Although the existing CPAP machine helps prevent the collapse of alveoli in the lungs and increasing survival rates with the CPAP machine, some babies still develop Bronchi pulmonary dysplasia (BPD), which is a serious lung condition that affects newborns that need oxygen therapy [22, 23, 25]. In addition to this, however, the main engineering design gap with the existing CPAP machine was that the condensate in the exhalation limb of the patient circuit during bubble CPAP can significantly increase the pressure delivered to the neonate. The back and forth movement of this condensate fluid causes oscillations in airway pressure that are much greater than the oscillations created by gas bubbling out of the exhalation tube into the water bath [26], and allows delivered pressures to reach pressures significantly higher than those intended. This can result in serious physical consequences such as air leaks, over distention, and gastric distention.
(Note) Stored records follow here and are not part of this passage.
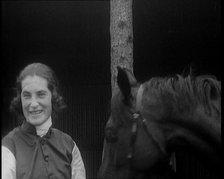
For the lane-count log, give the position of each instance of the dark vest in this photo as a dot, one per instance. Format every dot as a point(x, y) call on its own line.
point(37, 157)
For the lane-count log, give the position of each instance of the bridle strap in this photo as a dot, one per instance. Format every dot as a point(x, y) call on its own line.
point(135, 118)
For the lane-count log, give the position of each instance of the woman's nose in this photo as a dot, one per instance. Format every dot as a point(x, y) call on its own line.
point(34, 103)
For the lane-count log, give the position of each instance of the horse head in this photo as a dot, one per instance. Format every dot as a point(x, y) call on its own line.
point(149, 121)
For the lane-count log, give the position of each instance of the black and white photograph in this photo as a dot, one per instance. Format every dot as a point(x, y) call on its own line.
point(111, 89)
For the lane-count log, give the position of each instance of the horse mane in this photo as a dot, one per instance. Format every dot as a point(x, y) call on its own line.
point(184, 93)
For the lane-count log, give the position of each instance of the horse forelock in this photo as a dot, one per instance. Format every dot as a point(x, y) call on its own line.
point(183, 94)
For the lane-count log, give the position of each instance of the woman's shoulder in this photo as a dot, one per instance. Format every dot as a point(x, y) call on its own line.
point(62, 134)
point(12, 134)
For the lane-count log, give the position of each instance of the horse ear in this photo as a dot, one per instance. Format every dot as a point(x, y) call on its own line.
point(125, 80)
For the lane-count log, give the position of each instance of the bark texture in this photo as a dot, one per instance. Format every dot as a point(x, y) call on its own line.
point(121, 32)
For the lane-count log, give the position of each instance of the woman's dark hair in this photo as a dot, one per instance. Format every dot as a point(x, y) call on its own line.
point(45, 72)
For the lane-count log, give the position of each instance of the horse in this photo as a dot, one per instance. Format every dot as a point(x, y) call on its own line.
point(151, 120)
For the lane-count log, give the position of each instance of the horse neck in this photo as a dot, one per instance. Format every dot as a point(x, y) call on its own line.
point(199, 129)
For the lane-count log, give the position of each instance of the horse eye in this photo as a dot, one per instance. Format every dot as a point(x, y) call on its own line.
point(111, 135)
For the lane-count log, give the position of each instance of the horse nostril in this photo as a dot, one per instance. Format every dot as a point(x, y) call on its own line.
point(111, 135)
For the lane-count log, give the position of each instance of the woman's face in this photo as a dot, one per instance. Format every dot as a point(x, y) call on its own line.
point(36, 100)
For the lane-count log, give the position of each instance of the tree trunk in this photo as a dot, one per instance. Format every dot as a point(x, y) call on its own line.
point(121, 32)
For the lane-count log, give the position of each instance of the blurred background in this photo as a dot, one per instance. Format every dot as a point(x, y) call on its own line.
point(73, 38)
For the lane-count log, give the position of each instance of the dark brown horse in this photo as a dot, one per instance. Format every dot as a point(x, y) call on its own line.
point(149, 121)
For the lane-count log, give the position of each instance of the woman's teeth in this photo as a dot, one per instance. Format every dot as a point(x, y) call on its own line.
point(35, 112)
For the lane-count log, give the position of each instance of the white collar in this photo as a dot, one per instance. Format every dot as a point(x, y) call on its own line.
point(43, 128)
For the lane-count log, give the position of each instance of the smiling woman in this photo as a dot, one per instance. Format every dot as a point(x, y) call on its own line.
point(27, 148)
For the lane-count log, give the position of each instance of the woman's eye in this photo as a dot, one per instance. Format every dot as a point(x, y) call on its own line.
point(26, 96)
point(41, 95)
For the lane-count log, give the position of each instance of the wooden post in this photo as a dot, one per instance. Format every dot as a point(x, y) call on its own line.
point(121, 32)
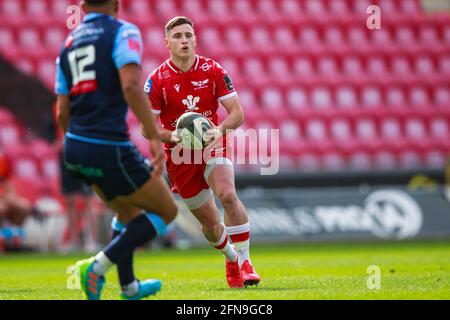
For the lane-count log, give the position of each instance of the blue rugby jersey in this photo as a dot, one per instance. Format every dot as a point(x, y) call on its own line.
point(87, 71)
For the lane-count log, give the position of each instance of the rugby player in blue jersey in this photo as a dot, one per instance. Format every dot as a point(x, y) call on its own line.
point(98, 77)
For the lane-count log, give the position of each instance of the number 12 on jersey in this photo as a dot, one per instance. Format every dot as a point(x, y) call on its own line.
point(83, 81)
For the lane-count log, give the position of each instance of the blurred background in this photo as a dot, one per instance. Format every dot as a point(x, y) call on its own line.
point(364, 115)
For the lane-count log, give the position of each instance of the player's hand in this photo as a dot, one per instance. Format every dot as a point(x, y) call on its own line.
point(157, 153)
point(174, 137)
point(212, 134)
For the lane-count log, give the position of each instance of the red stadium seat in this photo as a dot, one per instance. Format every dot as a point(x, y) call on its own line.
point(338, 7)
point(296, 99)
point(346, 96)
point(46, 72)
point(260, 40)
point(424, 65)
point(419, 96)
point(441, 96)
point(395, 96)
point(235, 41)
point(371, 96)
point(321, 97)
point(12, 12)
point(409, 6)
point(352, 66)
point(255, 72)
point(439, 128)
point(10, 134)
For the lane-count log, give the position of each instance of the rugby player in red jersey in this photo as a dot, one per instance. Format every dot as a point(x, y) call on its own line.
point(187, 82)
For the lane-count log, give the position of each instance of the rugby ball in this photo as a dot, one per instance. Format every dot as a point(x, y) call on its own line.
point(191, 128)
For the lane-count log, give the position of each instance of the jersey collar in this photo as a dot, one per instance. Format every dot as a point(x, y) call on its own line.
point(177, 70)
point(94, 15)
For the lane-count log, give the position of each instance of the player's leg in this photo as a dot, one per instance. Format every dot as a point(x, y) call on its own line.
point(220, 176)
point(205, 210)
point(127, 186)
point(133, 228)
point(17, 209)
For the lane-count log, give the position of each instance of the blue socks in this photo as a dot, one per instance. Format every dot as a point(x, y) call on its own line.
point(140, 230)
point(124, 267)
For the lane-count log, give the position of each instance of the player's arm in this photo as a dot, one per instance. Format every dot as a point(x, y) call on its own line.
point(167, 136)
point(130, 76)
point(127, 52)
point(63, 100)
point(153, 93)
point(232, 121)
point(235, 116)
point(63, 111)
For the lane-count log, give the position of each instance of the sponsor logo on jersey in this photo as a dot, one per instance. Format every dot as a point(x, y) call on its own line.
point(228, 82)
point(200, 84)
point(148, 85)
point(191, 102)
point(130, 33)
point(205, 67)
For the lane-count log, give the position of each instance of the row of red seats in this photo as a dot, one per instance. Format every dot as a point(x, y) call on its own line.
point(33, 7)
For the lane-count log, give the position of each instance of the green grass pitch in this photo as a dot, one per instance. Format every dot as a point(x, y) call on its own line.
point(408, 270)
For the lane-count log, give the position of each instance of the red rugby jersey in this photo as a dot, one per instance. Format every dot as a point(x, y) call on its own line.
point(173, 92)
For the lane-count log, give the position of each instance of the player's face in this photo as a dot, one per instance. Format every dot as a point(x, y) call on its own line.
point(181, 41)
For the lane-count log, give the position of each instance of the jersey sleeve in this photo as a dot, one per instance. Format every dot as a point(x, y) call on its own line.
point(61, 86)
point(127, 46)
point(153, 91)
point(224, 85)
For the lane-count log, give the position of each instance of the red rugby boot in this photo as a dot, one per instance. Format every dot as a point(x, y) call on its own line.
point(249, 275)
point(233, 274)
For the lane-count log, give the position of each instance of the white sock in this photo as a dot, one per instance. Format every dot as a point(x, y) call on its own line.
point(225, 247)
point(102, 264)
point(131, 289)
point(240, 236)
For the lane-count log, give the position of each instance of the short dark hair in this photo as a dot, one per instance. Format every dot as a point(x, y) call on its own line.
point(96, 3)
point(177, 21)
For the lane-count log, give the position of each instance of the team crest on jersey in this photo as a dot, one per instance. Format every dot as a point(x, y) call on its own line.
point(148, 85)
point(206, 66)
point(191, 102)
point(200, 84)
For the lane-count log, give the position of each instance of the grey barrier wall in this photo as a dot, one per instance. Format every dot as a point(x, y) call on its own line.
point(337, 213)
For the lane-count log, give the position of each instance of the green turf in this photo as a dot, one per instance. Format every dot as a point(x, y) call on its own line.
point(419, 270)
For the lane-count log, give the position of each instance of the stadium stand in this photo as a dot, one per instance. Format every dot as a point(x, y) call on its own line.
point(344, 96)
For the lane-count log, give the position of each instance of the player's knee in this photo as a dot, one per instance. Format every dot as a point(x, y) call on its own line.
point(171, 213)
point(210, 224)
point(228, 198)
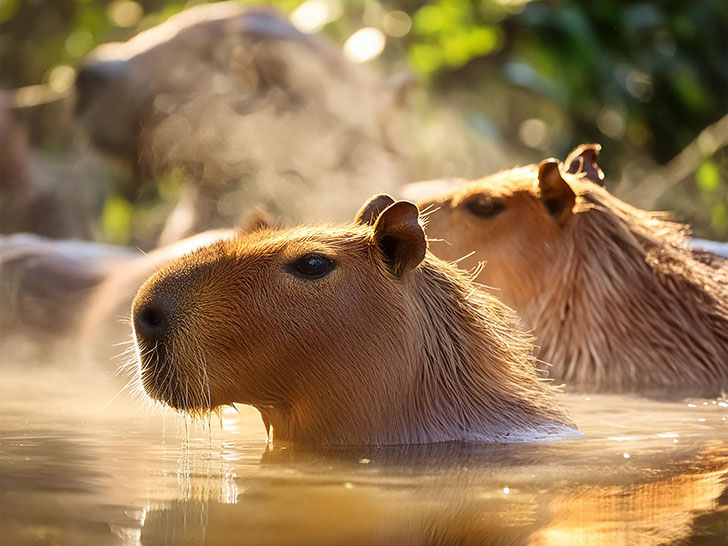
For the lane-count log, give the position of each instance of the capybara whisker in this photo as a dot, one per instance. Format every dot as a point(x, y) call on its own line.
point(349, 334)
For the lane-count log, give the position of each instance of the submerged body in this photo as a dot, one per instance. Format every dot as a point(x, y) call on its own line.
point(342, 335)
point(616, 296)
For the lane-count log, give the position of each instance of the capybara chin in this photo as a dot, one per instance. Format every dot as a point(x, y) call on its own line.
point(342, 335)
point(617, 298)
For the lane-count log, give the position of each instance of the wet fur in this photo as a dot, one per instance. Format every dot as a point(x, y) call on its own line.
point(364, 358)
point(616, 297)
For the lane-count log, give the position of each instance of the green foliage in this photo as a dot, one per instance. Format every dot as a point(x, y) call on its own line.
point(642, 78)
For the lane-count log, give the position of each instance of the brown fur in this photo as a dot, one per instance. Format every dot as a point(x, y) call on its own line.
point(616, 297)
point(379, 351)
point(249, 107)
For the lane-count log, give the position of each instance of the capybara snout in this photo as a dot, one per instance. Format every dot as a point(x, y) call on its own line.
point(341, 334)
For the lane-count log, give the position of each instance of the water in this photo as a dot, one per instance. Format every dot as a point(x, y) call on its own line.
point(78, 469)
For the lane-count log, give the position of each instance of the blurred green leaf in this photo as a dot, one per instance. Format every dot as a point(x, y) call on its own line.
point(708, 177)
point(116, 219)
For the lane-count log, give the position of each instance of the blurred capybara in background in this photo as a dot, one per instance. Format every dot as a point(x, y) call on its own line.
point(45, 285)
point(342, 335)
point(616, 296)
point(251, 108)
point(56, 294)
point(30, 201)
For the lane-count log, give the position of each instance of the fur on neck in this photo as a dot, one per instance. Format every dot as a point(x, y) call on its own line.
point(468, 373)
point(630, 305)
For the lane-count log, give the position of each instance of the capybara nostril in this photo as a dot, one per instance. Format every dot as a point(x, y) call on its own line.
point(151, 321)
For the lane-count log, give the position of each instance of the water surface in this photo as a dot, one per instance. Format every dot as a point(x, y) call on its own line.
point(81, 468)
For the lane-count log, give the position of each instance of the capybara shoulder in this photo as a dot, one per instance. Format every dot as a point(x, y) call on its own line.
point(350, 334)
point(617, 297)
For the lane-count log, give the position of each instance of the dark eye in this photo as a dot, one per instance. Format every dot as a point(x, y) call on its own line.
point(484, 207)
point(313, 266)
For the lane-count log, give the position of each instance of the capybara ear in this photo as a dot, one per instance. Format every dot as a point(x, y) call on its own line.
point(583, 159)
point(556, 194)
point(400, 237)
point(371, 210)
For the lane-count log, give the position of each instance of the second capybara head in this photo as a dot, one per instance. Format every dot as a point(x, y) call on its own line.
point(348, 334)
point(615, 295)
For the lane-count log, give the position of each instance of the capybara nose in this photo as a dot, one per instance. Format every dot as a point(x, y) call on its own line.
point(152, 320)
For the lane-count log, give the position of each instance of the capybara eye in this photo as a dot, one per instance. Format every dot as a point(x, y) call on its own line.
point(312, 266)
point(484, 207)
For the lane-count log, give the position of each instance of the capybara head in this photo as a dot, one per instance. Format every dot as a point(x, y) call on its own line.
point(616, 297)
point(349, 334)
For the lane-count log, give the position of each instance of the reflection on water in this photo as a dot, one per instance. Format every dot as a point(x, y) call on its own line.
point(646, 472)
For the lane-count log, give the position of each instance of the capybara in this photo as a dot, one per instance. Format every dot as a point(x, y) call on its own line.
point(45, 284)
point(342, 335)
point(249, 107)
point(56, 293)
point(616, 296)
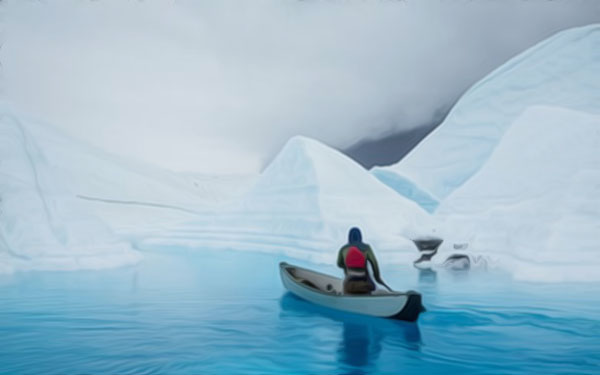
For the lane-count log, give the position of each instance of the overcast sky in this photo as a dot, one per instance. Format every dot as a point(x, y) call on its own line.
point(219, 86)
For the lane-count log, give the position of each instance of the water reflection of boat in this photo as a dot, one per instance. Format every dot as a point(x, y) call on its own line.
point(362, 337)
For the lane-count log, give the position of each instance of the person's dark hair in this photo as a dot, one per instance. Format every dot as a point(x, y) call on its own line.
point(354, 236)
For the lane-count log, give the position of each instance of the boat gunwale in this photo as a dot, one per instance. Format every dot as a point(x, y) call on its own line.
point(286, 266)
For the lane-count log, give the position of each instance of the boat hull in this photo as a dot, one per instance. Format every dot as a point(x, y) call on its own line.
point(326, 290)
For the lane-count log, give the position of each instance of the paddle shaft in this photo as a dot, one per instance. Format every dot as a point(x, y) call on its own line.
point(384, 284)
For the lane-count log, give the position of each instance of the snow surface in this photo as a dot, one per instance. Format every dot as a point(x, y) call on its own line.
point(561, 71)
point(510, 178)
point(303, 205)
point(534, 207)
point(42, 225)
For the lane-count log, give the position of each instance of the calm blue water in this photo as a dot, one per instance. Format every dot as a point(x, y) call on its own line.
point(190, 313)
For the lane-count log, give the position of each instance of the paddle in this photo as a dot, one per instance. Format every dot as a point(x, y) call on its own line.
point(384, 284)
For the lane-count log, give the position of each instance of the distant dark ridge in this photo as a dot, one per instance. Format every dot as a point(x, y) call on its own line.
point(388, 150)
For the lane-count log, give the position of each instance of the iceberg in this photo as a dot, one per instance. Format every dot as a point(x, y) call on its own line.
point(42, 224)
point(562, 71)
point(533, 207)
point(303, 205)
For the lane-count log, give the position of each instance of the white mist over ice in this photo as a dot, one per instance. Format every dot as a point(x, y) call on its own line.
point(220, 86)
point(513, 173)
point(562, 71)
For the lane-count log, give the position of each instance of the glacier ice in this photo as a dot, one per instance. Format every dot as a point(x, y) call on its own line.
point(533, 207)
point(42, 225)
point(563, 70)
point(303, 205)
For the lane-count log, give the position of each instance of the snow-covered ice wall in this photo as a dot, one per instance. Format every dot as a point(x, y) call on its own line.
point(534, 207)
point(561, 71)
point(42, 225)
point(303, 205)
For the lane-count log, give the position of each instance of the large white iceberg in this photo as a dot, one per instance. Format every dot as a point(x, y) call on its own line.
point(303, 205)
point(42, 225)
point(534, 207)
point(561, 71)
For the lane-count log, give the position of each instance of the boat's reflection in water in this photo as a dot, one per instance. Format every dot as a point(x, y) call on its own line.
point(363, 338)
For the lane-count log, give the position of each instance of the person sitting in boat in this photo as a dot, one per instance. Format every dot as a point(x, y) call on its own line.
point(353, 258)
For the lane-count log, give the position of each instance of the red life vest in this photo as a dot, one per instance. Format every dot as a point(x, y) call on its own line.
point(355, 258)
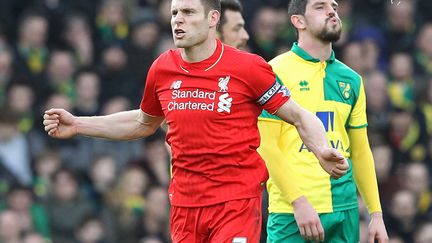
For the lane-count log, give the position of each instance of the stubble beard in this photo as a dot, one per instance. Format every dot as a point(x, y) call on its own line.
point(330, 33)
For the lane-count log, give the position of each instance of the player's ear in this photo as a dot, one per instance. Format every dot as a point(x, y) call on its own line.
point(298, 21)
point(213, 18)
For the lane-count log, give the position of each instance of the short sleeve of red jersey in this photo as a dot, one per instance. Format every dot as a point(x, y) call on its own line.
point(270, 93)
point(150, 103)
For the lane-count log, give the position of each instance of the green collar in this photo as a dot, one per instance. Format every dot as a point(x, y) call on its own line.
point(303, 54)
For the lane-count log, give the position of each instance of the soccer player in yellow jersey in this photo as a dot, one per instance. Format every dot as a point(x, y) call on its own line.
point(335, 93)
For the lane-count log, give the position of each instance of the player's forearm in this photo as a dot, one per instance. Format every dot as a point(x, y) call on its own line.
point(308, 126)
point(119, 126)
point(364, 169)
point(275, 159)
point(312, 133)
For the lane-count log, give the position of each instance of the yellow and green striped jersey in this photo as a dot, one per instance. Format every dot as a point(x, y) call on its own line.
point(335, 93)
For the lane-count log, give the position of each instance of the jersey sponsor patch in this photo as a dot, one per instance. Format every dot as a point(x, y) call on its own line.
point(239, 240)
point(269, 93)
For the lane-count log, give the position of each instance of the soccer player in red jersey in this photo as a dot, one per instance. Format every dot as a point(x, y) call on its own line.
point(210, 95)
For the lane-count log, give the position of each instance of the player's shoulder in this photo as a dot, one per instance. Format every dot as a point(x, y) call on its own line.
point(341, 67)
point(282, 59)
point(240, 56)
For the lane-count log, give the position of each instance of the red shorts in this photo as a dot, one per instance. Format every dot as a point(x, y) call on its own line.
point(236, 221)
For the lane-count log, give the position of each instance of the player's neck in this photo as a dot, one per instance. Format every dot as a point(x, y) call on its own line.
point(316, 48)
point(199, 52)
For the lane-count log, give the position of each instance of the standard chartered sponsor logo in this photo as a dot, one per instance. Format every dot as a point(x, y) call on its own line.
point(225, 103)
point(199, 99)
point(173, 105)
point(193, 94)
point(190, 105)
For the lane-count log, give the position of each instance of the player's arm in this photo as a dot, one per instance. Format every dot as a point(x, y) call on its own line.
point(276, 161)
point(365, 178)
point(125, 125)
point(311, 131)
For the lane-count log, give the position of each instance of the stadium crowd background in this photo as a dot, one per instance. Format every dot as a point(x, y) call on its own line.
point(91, 57)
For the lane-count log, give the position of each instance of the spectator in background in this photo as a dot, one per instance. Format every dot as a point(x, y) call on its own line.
point(10, 228)
point(377, 106)
point(401, 26)
point(31, 50)
point(388, 181)
point(417, 180)
point(423, 50)
point(66, 206)
point(423, 233)
point(87, 86)
point(32, 217)
point(406, 137)
point(14, 150)
point(116, 80)
point(102, 176)
point(45, 164)
point(77, 36)
point(127, 203)
point(33, 237)
point(402, 218)
point(264, 33)
point(231, 28)
point(112, 23)
point(6, 71)
point(91, 230)
point(60, 73)
point(141, 51)
point(402, 82)
point(21, 99)
point(155, 217)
Moreover, the accumulation of condensate in the expiratory limb of the bubble CPAP circuit increases the delivered pressure to the infant, which will cause additional resistive loading of the respiratory system, causing serious physiological complications (such as increased PaCO2, reduction in venous return, and compromised cardiac output) and potentially leading to respiratory failure by imposing large airway pressure oscillations that are out of phase with the neonate's intrinsic respiratory efforts [25, 26]. Since neonates are very sensitive, disconnecting the expiratory tube for cleaning will leave them at a higher risk. In addition to this engineering gap, there is still a lack of knowledge regarding factors influencing the implementation of the already existing CPAP machine in relatively limited settings [5]. Due to this, developing countries need to address these preventable deaths by scaling up efforts to implement innovative and yet effective low-tech interventions to achieve the Sustainable Development Goals. The objective of this project was, therefore, to develop a bubble CPAP machine that has features to control the delivered continuous positive air pressure to keep it in a safe range at minimum cost. The developed BCPAP machine delivers safe therapy and monitors the continuous positive air pressure to protect the infants from the excessive pressure caused by the condensate accumulation in the expiratory limb of the circuit.